Ideally, though, we’d want to shorten the feedback loop even further. Rather than waiting for the tests to run, we’d like these rules to be flagged directly in the IDE, as the code is being written, in the manner of an ESLint. On the Kotlin side, this would go through a linter like Detekt: the architectural error would then appear as an immediate warning, right where the bad dependency is introduced, instead of being discovered after the fact.
This is, by the way, a natural advantage of eslint-plugin-boundaries in the JavaScript / TypeScript ecosystem: being an ESLint plugin, it provides this instant feedback in the editor. The lesson is that the value of an automated architecture rule grows with how quickly it surfaces the information. The earlier the signal arrives, the cheaper the fix.
Conclusion
Enforcing an architecture with code means refusing to let the most important boundaries of a system rest on collective discipline alone. Konsist, ArchUnit and eslint-plugin-boundaries share the same promise: turning dependency rules stated in prose into constraints verified by the machine, repeatably and without exception.

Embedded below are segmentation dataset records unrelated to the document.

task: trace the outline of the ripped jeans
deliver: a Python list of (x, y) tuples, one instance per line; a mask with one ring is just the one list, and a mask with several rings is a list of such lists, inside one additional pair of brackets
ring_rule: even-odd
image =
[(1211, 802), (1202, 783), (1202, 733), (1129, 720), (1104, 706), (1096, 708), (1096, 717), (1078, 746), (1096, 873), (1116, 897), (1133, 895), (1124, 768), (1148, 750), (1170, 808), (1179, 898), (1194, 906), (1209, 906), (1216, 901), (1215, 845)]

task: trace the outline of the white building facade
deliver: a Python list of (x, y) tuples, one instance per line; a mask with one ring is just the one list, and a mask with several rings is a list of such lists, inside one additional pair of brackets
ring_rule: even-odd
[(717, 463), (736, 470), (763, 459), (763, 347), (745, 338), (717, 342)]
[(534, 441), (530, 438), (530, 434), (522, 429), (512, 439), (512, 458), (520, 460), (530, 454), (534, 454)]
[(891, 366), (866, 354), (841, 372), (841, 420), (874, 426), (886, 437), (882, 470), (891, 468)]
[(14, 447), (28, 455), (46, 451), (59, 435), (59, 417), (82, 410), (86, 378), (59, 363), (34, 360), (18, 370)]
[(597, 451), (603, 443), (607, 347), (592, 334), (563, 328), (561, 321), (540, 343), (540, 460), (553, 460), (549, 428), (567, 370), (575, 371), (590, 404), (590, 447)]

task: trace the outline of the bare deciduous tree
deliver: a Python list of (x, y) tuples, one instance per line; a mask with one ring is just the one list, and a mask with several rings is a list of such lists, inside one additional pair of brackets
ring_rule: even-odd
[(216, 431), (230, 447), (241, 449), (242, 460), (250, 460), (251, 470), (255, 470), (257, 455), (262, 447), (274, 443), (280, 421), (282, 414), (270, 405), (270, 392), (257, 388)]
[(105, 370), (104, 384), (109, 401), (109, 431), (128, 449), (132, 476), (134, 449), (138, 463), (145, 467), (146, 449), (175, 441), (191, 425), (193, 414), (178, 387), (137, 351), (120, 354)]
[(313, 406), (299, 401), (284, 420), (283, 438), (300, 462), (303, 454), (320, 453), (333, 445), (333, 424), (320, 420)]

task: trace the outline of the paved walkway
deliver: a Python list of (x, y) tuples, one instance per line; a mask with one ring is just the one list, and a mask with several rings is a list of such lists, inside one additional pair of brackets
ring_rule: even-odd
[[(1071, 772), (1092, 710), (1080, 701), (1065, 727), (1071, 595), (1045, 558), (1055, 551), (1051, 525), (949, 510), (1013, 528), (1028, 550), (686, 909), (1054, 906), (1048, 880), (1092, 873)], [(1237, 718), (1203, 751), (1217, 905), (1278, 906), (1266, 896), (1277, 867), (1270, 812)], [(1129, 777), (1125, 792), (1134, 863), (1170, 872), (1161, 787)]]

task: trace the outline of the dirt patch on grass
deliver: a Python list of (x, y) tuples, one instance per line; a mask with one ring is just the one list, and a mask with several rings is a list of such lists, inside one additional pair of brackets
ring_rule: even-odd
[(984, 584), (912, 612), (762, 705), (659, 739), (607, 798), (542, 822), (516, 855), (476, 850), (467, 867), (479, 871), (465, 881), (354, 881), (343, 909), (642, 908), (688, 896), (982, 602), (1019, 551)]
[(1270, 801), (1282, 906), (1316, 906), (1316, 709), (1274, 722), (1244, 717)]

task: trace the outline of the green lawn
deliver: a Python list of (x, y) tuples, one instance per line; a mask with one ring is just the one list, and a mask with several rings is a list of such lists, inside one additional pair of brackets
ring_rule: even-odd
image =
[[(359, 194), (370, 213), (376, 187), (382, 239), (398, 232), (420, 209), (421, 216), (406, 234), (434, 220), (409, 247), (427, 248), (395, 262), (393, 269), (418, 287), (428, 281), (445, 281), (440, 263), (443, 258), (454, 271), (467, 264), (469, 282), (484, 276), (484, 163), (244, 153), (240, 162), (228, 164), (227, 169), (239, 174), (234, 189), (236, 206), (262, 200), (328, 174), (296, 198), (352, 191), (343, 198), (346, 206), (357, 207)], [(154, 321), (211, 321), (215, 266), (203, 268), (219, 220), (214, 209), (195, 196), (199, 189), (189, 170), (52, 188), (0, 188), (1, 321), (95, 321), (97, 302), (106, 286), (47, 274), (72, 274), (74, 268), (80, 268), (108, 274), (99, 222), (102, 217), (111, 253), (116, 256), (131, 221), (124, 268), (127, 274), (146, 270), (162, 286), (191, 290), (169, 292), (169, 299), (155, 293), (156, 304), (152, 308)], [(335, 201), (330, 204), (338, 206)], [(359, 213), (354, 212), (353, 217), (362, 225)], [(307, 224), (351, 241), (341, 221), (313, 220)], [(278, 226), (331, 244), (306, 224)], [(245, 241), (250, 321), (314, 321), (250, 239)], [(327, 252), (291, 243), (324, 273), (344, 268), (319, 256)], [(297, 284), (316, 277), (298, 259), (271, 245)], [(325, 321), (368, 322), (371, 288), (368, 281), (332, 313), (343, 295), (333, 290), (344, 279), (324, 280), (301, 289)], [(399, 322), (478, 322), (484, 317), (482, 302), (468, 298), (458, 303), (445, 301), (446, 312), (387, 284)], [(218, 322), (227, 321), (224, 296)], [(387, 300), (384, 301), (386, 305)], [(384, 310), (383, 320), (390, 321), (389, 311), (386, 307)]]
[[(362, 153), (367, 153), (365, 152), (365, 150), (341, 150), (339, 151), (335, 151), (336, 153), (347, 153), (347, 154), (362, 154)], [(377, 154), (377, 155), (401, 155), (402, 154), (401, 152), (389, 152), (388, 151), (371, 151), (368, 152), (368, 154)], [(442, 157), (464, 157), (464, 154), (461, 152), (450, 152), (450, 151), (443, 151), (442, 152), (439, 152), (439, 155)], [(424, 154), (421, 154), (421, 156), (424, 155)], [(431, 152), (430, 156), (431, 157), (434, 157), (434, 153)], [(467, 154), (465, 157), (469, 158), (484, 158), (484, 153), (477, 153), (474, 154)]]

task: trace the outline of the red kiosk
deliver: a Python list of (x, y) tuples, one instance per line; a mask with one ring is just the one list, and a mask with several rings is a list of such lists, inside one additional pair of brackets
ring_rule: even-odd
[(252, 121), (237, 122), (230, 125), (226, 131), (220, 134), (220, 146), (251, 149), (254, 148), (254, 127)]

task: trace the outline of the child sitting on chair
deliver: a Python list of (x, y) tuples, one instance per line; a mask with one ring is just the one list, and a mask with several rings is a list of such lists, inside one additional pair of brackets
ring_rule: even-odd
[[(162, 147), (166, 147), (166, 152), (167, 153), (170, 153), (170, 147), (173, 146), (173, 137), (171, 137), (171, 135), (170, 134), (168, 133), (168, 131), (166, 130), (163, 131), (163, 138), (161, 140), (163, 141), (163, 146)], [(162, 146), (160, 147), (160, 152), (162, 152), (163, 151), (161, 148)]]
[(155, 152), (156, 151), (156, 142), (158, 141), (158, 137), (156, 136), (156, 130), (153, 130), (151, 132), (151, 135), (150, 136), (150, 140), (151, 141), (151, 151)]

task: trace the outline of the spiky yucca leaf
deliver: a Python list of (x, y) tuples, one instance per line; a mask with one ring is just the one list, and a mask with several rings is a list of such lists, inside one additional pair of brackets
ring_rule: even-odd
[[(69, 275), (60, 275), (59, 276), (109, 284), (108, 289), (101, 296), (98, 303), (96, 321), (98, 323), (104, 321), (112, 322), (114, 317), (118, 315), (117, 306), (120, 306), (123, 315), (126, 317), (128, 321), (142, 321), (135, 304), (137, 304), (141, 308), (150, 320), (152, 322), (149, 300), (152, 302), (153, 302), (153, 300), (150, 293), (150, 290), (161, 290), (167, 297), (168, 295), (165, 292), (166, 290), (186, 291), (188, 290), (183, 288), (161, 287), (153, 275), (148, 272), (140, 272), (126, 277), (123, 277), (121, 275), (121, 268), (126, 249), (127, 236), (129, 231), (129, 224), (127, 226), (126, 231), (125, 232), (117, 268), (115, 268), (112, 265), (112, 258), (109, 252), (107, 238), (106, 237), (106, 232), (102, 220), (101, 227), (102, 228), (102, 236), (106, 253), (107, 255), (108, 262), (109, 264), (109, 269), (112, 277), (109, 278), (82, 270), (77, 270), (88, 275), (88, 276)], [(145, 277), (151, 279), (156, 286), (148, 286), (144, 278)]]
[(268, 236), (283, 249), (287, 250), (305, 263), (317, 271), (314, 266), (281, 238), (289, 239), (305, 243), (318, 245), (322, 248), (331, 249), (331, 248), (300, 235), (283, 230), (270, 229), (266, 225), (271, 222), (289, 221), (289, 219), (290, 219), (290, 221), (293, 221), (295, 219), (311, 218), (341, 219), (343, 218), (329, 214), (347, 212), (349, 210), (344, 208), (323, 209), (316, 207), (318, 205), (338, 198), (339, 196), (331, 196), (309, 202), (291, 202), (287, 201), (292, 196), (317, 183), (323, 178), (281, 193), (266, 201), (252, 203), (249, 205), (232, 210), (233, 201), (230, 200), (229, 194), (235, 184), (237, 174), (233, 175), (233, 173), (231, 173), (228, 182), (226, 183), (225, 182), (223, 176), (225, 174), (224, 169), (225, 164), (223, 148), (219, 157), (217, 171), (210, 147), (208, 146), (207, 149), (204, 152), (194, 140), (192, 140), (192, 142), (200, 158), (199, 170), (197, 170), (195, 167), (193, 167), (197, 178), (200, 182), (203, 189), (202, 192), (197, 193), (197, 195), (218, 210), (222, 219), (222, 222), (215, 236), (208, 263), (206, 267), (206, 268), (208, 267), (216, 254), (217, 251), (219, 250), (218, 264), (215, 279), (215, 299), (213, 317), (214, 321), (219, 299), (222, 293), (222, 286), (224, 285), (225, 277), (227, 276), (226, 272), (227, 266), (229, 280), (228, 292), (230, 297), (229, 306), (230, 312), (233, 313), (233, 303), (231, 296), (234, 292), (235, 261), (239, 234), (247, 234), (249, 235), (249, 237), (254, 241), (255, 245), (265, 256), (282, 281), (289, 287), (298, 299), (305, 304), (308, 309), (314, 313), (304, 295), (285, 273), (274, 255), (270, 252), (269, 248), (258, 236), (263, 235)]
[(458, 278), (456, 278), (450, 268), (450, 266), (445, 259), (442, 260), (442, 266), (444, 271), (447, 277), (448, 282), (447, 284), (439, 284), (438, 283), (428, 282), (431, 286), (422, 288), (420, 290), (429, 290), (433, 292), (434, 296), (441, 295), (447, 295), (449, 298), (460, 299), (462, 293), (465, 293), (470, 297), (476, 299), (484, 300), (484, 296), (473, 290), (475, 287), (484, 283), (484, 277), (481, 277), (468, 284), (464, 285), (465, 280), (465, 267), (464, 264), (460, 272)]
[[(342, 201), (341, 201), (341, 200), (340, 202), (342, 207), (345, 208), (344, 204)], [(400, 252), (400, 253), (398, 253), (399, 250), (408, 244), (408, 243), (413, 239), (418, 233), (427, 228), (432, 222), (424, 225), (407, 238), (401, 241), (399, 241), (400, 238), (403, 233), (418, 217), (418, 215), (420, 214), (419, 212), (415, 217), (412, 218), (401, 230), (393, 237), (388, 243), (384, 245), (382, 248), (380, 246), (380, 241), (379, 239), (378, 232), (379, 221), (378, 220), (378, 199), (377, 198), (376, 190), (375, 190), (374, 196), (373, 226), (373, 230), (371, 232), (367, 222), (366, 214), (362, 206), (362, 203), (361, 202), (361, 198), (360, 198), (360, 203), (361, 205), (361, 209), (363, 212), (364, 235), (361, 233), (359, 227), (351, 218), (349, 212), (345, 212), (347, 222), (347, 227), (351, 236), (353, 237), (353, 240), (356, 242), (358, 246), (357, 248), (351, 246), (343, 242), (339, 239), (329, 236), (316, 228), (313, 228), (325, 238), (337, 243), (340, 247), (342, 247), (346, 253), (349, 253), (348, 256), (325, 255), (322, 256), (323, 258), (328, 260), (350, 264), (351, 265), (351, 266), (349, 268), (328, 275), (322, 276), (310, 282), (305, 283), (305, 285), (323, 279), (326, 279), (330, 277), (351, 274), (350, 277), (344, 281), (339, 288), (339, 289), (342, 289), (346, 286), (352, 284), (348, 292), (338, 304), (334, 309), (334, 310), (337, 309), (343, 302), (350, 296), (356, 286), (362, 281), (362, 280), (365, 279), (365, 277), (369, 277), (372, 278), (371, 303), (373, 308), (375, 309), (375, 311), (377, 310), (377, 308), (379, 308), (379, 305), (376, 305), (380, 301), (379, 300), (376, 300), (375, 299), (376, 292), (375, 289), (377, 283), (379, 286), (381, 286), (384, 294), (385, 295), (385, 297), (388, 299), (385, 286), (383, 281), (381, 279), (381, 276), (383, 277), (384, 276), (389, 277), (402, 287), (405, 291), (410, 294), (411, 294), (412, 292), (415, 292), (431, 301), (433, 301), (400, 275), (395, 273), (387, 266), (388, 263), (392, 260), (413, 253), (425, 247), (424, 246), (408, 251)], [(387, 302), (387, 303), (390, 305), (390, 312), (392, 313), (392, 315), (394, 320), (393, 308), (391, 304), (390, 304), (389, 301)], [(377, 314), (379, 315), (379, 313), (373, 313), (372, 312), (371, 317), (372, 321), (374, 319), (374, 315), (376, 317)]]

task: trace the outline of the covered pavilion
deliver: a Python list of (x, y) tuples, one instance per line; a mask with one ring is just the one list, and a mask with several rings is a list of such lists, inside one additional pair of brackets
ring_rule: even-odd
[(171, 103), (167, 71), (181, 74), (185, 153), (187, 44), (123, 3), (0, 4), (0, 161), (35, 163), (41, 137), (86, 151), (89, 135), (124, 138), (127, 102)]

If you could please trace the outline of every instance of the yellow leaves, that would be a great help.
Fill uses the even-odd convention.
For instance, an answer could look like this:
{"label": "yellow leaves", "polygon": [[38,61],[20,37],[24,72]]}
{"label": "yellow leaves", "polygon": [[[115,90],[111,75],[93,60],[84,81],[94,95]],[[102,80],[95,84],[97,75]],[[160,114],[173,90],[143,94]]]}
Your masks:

The benefit isn’t measured only in bugs avoided, but in clarity preserved over time. A hexagonal architecture whose layers are checked automatically stays faithful to its original intent even after dozens of contributors and hundreds of commits. Starting with architecture tests is simple and accessible; aiming next for feedback in the IDE is the next step up. In both cases, the principle remains the same: an architecture you make executable is an architecture that lasts.